Goku struggles to hold his ground while charging the massive Spirit Bomb, but Frieza continues to beat him down. Piccolo devises a plan, absorbing ki from Gohan and Krillin before stepping into the fight himself. When Frieza finally spots the Spirit Bomb reflected in the water, Piccolo intervenes with a surprise kick that buys Goku the final seconds he needs.
Goku berdiri dengan kedua tangan terentang ke langit, menuangkan setiap ons konsentrasi ke dalam Spirit Bomb di atas. Frieza menonton dia dengan penasaran, tidak mampu mengetahui apa yang dia lakukan. Krillin kagum dengan ukuran bom yang sangat besar, dan Gohan menjelaskan kepada Piccolo bahwa Spirit Bomb yang digunakan Goku terhadap Vegeta sangat kecil dibandingkan dengan ini. Krillin memperkirakan bola berukuran kira-kira 150 kaki di seberang. Piccolo bertanya-tanya mengapa Goku belum melemparnya, dan Krillin bernalar bahwa dia pasti masih membutuhkan energi lebih banyak untuk menjamin itu dapat mengalahkan Frieza.
Frieza menuntut tahu apa rencana Goku. Goku tidak menjawab, dalam senyap berkehendak alam semesta untuk memberinya beberapa detik lagi. Semakin tidak sabar, Frieza menendang Goku dan mengirimnya terbang. Krillin panik, takut bahwa Frieza telah menemukan rencana, tetapi Piccolo meyakinkan mereka bahwa tiran masih bingung. Piccolo dengan cepat meminta Gohan dan Krillin untuk mentransfer ki sisa mereka kepadanya.

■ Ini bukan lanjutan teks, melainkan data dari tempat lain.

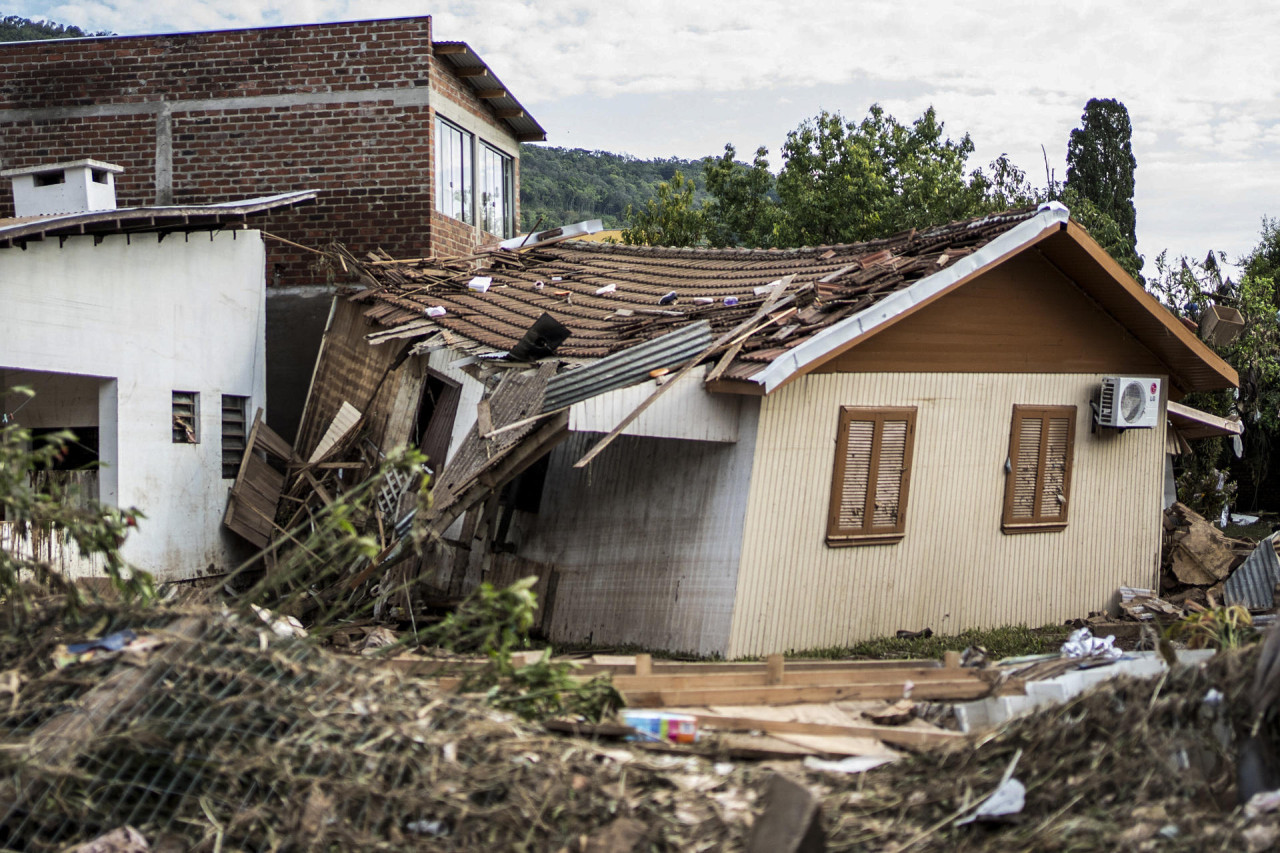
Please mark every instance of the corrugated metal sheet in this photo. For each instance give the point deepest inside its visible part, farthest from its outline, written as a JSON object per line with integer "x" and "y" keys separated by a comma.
{"x": 684, "y": 411}
{"x": 954, "y": 569}
{"x": 629, "y": 366}
{"x": 647, "y": 539}
{"x": 1255, "y": 580}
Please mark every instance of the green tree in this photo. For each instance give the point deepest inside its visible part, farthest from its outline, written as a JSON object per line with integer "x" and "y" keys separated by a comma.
{"x": 848, "y": 182}
{"x": 1100, "y": 164}
{"x": 96, "y": 530}
{"x": 670, "y": 218}
{"x": 17, "y": 28}
{"x": 743, "y": 206}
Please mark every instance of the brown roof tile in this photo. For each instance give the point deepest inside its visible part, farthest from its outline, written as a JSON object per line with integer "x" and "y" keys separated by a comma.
{"x": 831, "y": 282}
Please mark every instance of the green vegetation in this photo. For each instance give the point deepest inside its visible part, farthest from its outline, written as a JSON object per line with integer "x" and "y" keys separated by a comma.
{"x": 562, "y": 186}
{"x": 1011, "y": 641}
{"x": 17, "y": 28}
{"x": 55, "y": 509}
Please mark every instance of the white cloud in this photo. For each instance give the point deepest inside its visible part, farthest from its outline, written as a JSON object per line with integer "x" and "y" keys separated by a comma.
{"x": 1202, "y": 82}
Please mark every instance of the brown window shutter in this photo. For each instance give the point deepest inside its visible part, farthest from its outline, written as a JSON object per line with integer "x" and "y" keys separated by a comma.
{"x": 1040, "y": 454}
{"x": 868, "y": 491}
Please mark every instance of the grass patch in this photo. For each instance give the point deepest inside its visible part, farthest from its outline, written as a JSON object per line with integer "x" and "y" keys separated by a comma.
{"x": 1010, "y": 641}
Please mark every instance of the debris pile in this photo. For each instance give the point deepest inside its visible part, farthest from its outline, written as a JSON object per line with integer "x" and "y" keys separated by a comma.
{"x": 225, "y": 735}
{"x": 1127, "y": 766}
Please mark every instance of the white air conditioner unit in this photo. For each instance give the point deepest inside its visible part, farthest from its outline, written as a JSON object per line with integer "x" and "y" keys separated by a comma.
{"x": 1128, "y": 402}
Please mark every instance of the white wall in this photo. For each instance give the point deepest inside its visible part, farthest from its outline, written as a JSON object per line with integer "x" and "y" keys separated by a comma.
{"x": 181, "y": 314}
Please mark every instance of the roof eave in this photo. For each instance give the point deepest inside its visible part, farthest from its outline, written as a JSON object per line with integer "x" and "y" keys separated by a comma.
{"x": 853, "y": 329}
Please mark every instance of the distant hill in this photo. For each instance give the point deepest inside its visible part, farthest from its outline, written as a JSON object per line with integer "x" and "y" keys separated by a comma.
{"x": 17, "y": 28}
{"x": 571, "y": 185}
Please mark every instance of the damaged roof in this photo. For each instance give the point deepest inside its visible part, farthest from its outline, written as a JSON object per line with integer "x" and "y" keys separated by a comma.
{"x": 612, "y": 297}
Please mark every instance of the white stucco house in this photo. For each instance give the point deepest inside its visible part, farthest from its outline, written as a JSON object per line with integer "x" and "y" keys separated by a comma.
{"x": 142, "y": 331}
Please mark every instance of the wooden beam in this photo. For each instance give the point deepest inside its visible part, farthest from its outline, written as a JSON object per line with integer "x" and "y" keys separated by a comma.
{"x": 798, "y": 694}
{"x": 657, "y": 680}
{"x": 888, "y": 734}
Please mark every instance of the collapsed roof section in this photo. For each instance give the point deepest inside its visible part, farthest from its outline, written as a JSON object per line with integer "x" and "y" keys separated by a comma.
{"x": 613, "y": 297}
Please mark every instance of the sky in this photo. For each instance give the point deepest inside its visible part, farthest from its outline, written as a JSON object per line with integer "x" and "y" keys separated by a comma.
{"x": 684, "y": 77}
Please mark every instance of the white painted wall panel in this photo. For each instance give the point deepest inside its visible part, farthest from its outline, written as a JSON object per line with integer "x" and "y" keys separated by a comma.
{"x": 685, "y": 410}
{"x": 156, "y": 316}
{"x": 954, "y": 569}
{"x": 647, "y": 538}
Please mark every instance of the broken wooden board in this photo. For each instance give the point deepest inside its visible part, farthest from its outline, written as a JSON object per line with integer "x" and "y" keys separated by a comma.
{"x": 961, "y": 688}
{"x": 256, "y": 492}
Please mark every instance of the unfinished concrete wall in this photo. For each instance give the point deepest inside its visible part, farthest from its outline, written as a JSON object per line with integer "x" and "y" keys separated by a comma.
{"x": 954, "y": 569}
{"x": 343, "y": 108}
{"x": 645, "y": 541}
{"x": 145, "y": 318}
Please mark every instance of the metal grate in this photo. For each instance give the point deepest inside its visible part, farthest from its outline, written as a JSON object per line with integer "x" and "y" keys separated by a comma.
{"x": 234, "y": 433}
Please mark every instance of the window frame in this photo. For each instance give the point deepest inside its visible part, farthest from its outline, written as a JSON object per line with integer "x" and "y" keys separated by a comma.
{"x": 184, "y": 405}
{"x": 1038, "y": 521}
{"x": 493, "y": 159}
{"x": 869, "y": 533}
{"x": 465, "y": 165}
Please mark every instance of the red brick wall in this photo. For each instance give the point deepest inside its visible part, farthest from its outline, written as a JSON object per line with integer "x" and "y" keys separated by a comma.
{"x": 371, "y": 160}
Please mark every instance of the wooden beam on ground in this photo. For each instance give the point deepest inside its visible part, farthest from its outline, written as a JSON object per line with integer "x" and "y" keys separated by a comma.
{"x": 888, "y": 734}
{"x": 805, "y": 693}
{"x": 791, "y": 678}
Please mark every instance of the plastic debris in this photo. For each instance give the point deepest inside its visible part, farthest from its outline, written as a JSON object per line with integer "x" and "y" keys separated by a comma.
{"x": 849, "y": 765}
{"x": 1082, "y": 643}
{"x": 1008, "y": 799}
{"x": 109, "y": 643}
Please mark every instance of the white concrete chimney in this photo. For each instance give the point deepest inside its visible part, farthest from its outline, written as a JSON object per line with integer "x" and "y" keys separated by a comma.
{"x": 63, "y": 187}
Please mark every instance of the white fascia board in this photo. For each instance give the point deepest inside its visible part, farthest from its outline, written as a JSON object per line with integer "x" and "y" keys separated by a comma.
{"x": 1051, "y": 215}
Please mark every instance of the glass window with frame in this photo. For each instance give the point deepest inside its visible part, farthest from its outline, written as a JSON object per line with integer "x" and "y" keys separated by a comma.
{"x": 497, "y": 191}
{"x": 453, "y": 173}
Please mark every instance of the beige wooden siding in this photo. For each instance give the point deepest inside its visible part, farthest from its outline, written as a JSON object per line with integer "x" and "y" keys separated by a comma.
{"x": 954, "y": 569}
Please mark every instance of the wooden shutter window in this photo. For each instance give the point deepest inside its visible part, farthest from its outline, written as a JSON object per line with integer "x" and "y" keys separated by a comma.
{"x": 1038, "y": 482}
{"x": 873, "y": 464}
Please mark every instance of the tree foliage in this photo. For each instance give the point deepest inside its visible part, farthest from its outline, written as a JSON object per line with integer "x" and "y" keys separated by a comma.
{"x": 562, "y": 186}
{"x": 670, "y": 218}
{"x": 1100, "y": 164}
{"x": 17, "y": 28}
{"x": 55, "y": 507}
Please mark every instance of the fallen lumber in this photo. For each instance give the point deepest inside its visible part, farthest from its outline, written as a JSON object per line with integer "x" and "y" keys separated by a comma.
{"x": 888, "y": 734}
{"x": 967, "y": 688}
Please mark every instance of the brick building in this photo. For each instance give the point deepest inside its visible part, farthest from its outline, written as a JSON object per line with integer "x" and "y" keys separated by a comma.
{"x": 412, "y": 144}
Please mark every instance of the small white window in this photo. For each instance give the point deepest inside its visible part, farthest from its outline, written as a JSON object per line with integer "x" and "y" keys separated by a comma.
{"x": 186, "y": 418}
{"x": 453, "y": 178}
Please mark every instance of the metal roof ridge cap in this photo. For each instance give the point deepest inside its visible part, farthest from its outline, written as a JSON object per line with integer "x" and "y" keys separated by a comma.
{"x": 1048, "y": 217}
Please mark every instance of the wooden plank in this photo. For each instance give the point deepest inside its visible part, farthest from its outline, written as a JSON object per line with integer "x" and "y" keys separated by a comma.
{"x": 899, "y": 735}
{"x": 817, "y": 678}
{"x": 625, "y": 664}
{"x": 796, "y": 694}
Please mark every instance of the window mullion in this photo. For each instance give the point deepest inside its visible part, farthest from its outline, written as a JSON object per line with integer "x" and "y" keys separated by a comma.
{"x": 873, "y": 474}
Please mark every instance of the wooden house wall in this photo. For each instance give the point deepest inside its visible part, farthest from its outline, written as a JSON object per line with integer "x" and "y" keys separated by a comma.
{"x": 645, "y": 541}
{"x": 954, "y": 569}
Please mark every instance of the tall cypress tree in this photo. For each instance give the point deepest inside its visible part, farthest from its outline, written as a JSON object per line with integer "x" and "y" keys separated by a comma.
{"x": 1100, "y": 163}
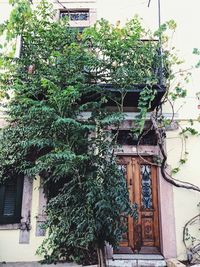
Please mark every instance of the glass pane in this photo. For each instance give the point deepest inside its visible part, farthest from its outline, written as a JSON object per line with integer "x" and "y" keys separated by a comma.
{"x": 9, "y": 200}
{"x": 146, "y": 187}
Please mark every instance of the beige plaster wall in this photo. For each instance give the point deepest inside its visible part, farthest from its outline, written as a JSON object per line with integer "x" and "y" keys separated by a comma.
{"x": 10, "y": 249}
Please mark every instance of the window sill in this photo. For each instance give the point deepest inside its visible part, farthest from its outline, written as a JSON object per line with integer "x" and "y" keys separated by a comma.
{"x": 13, "y": 226}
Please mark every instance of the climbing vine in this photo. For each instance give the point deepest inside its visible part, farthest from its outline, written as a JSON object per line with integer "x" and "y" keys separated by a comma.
{"x": 59, "y": 75}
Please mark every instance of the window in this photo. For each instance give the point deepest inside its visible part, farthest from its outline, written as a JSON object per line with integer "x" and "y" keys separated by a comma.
{"x": 78, "y": 18}
{"x": 75, "y": 15}
{"x": 11, "y": 201}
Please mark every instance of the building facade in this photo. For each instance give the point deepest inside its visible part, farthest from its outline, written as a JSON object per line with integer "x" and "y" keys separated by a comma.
{"x": 166, "y": 209}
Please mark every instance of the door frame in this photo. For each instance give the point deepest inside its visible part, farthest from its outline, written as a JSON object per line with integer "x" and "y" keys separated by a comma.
{"x": 165, "y": 202}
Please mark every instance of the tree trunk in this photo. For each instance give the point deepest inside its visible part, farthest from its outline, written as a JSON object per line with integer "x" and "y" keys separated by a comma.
{"x": 101, "y": 256}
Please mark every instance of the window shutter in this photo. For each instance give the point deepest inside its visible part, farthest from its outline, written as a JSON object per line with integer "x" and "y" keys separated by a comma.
{"x": 11, "y": 200}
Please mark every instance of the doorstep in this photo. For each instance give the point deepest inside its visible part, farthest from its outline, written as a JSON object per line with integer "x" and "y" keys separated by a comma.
{"x": 137, "y": 260}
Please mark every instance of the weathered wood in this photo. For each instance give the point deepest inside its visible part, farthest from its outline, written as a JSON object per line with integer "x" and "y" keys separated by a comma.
{"x": 25, "y": 224}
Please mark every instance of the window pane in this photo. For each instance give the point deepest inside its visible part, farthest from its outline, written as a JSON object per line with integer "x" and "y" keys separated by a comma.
{"x": 146, "y": 187}
{"x": 9, "y": 201}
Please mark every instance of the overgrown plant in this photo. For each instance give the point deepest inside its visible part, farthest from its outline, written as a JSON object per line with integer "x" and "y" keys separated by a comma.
{"x": 57, "y": 77}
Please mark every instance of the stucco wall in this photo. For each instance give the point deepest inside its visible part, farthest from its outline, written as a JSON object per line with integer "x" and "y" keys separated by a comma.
{"x": 10, "y": 249}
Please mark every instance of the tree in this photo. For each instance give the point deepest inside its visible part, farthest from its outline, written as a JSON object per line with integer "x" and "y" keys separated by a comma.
{"x": 58, "y": 77}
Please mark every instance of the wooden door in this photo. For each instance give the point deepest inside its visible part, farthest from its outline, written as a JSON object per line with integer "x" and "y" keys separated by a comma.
{"x": 142, "y": 236}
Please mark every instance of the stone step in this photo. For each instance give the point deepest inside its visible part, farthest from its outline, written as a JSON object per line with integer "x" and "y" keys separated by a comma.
{"x": 138, "y": 257}
{"x": 136, "y": 263}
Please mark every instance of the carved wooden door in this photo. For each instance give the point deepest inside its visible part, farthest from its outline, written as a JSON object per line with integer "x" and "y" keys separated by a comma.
{"x": 142, "y": 236}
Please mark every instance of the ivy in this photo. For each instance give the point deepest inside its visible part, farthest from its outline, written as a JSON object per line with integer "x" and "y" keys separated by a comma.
{"x": 56, "y": 79}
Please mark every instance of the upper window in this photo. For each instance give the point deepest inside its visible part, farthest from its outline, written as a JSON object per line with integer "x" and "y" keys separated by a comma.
{"x": 11, "y": 201}
{"x": 79, "y": 18}
{"x": 74, "y": 15}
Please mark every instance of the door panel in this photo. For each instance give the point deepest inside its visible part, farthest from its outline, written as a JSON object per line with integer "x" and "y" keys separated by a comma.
{"x": 141, "y": 179}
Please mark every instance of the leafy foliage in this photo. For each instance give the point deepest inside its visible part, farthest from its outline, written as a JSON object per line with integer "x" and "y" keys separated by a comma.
{"x": 55, "y": 80}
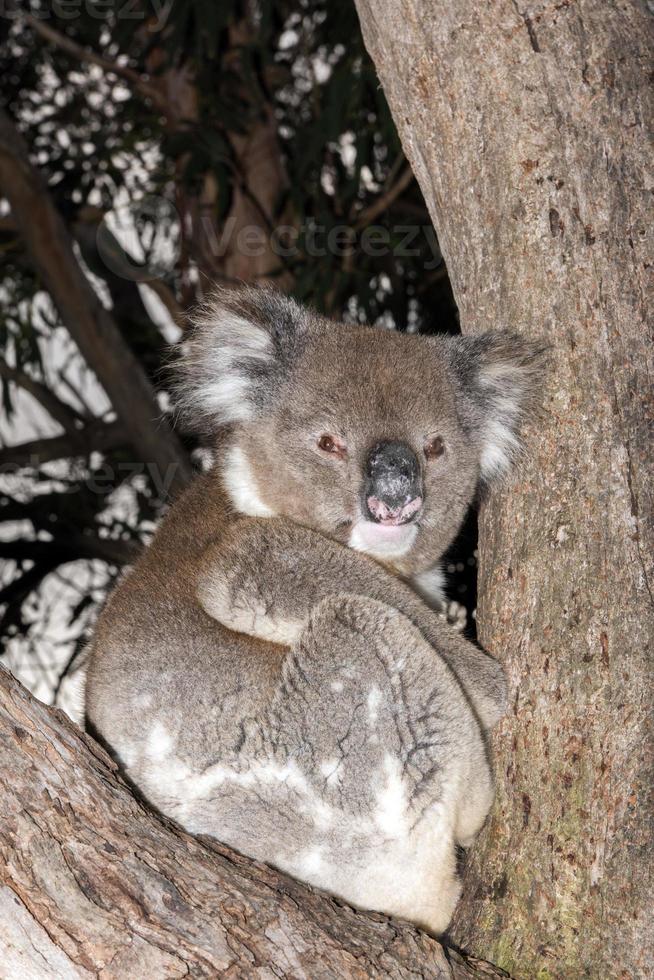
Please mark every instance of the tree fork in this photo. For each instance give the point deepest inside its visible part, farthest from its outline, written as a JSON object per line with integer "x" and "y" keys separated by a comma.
{"x": 92, "y": 883}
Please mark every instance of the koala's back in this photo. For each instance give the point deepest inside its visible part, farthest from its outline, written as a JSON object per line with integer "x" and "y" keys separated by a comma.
{"x": 156, "y": 655}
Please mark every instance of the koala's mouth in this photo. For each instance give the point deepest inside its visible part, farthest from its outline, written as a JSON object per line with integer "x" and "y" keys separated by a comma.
{"x": 388, "y": 516}
{"x": 383, "y": 540}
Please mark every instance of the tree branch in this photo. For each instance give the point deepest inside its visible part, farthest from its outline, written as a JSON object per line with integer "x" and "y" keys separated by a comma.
{"x": 142, "y": 86}
{"x": 71, "y": 548}
{"x": 98, "y": 436}
{"x": 82, "y": 899}
{"x": 384, "y": 201}
{"x": 64, "y": 414}
{"x": 91, "y": 326}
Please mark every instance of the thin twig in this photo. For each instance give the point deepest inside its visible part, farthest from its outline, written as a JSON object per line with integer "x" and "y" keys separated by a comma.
{"x": 64, "y": 414}
{"x": 383, "y": 202}
{"x": 140, "y": 84}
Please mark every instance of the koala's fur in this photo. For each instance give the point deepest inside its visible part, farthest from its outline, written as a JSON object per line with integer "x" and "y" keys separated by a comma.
{"x": 267, "y": 673}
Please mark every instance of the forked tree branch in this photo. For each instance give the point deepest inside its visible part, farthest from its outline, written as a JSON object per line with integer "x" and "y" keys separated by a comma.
{"x": 94, "y": 883}
{"x": 91, "y": 326}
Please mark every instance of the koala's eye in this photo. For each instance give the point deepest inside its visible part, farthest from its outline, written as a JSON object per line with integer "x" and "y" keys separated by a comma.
{"x": 435, "y": 448}
{"x": 330, "y": 444}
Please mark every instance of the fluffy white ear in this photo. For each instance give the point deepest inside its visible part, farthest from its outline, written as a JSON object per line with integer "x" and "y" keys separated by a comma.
{"x": 241, "y": 343}
{"x": 499, "y": 378}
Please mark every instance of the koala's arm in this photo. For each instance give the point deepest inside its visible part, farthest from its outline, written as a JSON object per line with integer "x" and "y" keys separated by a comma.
{"x": 264, "y": 577}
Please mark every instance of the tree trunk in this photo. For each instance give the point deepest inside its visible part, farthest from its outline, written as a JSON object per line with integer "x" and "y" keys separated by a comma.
{"x": 529, "y": 129}
{"x": 90, "y": 325}
{"x": 94, "y": 884}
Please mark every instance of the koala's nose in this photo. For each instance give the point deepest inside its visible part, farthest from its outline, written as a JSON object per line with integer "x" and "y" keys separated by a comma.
{"x": 392, "y": 490}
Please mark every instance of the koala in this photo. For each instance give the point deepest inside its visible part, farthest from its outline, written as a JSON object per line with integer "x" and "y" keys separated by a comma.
{"x": 272, "y": 672}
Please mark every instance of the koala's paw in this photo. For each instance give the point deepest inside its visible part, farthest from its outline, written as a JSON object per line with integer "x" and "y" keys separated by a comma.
{"x": 455, "y": 614}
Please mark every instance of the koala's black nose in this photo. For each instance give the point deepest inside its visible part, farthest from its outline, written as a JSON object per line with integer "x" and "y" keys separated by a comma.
{"x": 392, "y": 490}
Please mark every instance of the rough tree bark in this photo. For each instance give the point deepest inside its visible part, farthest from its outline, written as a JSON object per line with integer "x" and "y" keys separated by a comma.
{"x": 92, "y": 884}
{"x": 529, "y": 128}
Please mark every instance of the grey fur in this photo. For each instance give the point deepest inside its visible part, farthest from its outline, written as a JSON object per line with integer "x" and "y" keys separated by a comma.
{"x": 260, "y": 676}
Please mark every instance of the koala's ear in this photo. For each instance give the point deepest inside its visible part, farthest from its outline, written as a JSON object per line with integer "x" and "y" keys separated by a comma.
{"x": 241, "y": 345}
{"x": 499, "y": 378}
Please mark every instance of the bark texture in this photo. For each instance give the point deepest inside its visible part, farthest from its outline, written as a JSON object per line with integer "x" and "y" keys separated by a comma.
{"x": 93, "y": 884}
{"x": 529, "y": 128}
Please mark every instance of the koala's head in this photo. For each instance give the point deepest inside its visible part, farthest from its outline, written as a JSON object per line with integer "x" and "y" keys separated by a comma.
{"x": 376, "y": 438}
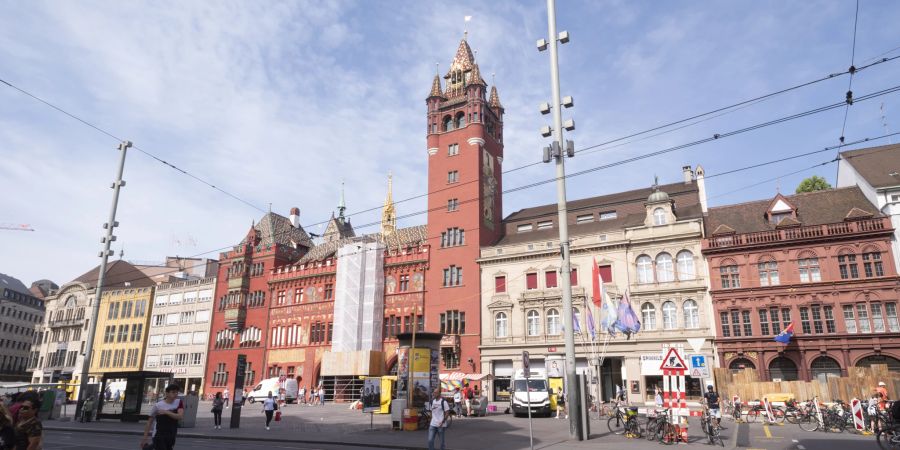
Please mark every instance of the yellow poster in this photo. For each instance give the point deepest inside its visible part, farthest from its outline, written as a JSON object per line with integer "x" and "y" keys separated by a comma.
{"x": 421, "y": 363}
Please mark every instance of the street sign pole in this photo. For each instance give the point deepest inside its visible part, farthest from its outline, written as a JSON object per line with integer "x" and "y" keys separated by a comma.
{"x": 526, "y": 364}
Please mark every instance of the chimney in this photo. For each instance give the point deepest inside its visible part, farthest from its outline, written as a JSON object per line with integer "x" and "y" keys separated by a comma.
{"x": 688, "y": 174}
{"x": 701, "y": 187}
{"x": 295, "y": 217}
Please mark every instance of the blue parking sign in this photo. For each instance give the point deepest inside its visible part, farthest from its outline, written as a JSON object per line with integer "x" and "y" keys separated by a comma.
{"x": 698, "y": 361}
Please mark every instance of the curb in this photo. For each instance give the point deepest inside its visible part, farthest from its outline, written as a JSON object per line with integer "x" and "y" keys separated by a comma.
{"x": 239, "y": 438}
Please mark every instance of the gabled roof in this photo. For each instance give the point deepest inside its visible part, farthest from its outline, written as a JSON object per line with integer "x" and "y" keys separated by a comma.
{"x": 629, "y": 207}
{"x": 14, "y": 284}
{"x": 400, "y": 238}
{"x": 812, "y": 208}
{"x": 880, "y": 166}
{"x": 118, "y": 273}
{"x": 275, "y": 228}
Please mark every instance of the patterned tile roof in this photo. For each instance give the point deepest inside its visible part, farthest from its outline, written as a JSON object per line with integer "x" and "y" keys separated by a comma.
{"x": 275, "y": 228}
{"x": 401, "y": 238}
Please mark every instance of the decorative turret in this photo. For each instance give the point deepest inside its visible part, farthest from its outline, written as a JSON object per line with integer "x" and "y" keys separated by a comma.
{"x": 494, "y": 100}
{"x": 388, "y": 213}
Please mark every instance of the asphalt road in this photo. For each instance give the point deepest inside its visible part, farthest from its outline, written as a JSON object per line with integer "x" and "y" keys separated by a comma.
{"x": 55, "y": 440}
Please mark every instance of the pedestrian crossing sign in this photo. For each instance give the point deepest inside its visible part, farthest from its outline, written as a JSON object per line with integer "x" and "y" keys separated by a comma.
{"x": 673, "y": 361}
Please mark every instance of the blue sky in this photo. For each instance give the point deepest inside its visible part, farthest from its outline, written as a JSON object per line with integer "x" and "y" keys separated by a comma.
{"x": 277, "y": 102}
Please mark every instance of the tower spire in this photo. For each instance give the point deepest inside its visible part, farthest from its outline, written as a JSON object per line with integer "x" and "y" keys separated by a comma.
{"x": 388, "y": 213}
{"x": 342, "y": 205}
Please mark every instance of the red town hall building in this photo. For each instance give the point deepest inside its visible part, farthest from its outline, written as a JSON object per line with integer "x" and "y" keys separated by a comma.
{"x": 820, "y": 260}
{"x": 330, "y": 311}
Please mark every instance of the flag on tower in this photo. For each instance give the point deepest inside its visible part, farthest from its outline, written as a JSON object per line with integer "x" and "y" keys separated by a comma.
{"x": 785, "y": 336}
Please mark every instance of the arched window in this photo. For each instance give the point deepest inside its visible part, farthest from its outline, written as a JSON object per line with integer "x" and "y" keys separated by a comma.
{"x": 500, "y": 325}
{"x": 648, "y": 316}
{"x": 534, "y": 323}
{"x": 823, "y": 366}
{"x": 659, "y": 216}
{"x": 691, "y": 314}
{"x": 783, "y": 369}
{"x": 553, "y": 328}
{"x": 741, "y": 364}
{"x": 645, "y": 269}
{"x": 448, "y": 123}
{"x": 665, "y": 272}
{"x": 670, "y": 313}
{"x": 685, "y": 265}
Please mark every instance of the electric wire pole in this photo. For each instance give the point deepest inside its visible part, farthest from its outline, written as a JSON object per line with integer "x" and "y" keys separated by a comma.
{"x": 558, "y": 150}
{"x": 101, "y": 277}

Goku memanjat kembali ke kakinya dan segera melanjutkan mengisi Spirit Bomb. Frieza mengetuk dia ke belakang lagi, kali ini ke dalam air. Ketika Goku menyeret dirinya ke tanah kering, Piccolo selesai menyerap energi dari Gohan dan Krillin. Frieza memberi tahu Goku bahwa dia benci semua Saiyans dan berencana untuk menghancurkan dia bersama dengan seluruh planet, bersumpah bahwa tidak ada Super Saiyan yang akan pernah muncul.
Tepat saat Frieza bersiap untuk memberikan pukulan finishing, dia menangkap refleksi Spirit Bomb yang bersinar-sinat di air di bawah. Dia membeku, terpukau, dan akhirnya menyadari apa yang telah dilakukan Goku. Piccolo memerintahkan Gohan dan Krillin untuk tetap tinggal tidak peduli apa pun dan meluncurkan dirinya ke medan perang. Frieza memberitahu Goku rencananya telah menjadi pemborosan waktu. Goku melemparkan pukulan, tetapi Frieza blok dan siap serangan pembunuh. Pada saat itu, Piccolo memberikan tendangan kuat ke samping kepala Frieza, mengirimkan tiran memercik ke dalam air. Frieza muncul di permukaan dalam kemarahan, dan Piccolo berteriak pada Goku untuk menyerang sekarang. Frieza dengan marah mengakui dia lupa Namekian bahkan ada di sana.
Ingin tahu lebih banyak tentang The Last Chance? Dragon Ball Wiki di Fandom memiliki halaman khusus dengan catatan komunitas.
Lihat di FandomKonten ini adalah tulisan asli oleh Daddy Jim Headquarters berdasarkan seri anime Dragon Ball, manga, dan materi resmi. Referensi episode dan bab dicantumkan jika tersedia.
Gambar karakter dan adegan di situs ini adalah karya seni asli oleh Daddy Jim Headquarters, bukan tangkapan layar atau gambar berlisensi. Cover art resmi digunakan pada tiga jenis halaman untuk komentar editorial:
Telusuri panduan episode kami:
Yuk dengerin musik R&B Dragon Ball.
Daddy Jim Headquarters memelihara ensiklopedia ini dalam 13 bahasa. Jika kamu menemukan kesalahan, masalah terjemahan, atau sesuatu yang tampak tidak benar, beri tahu kami.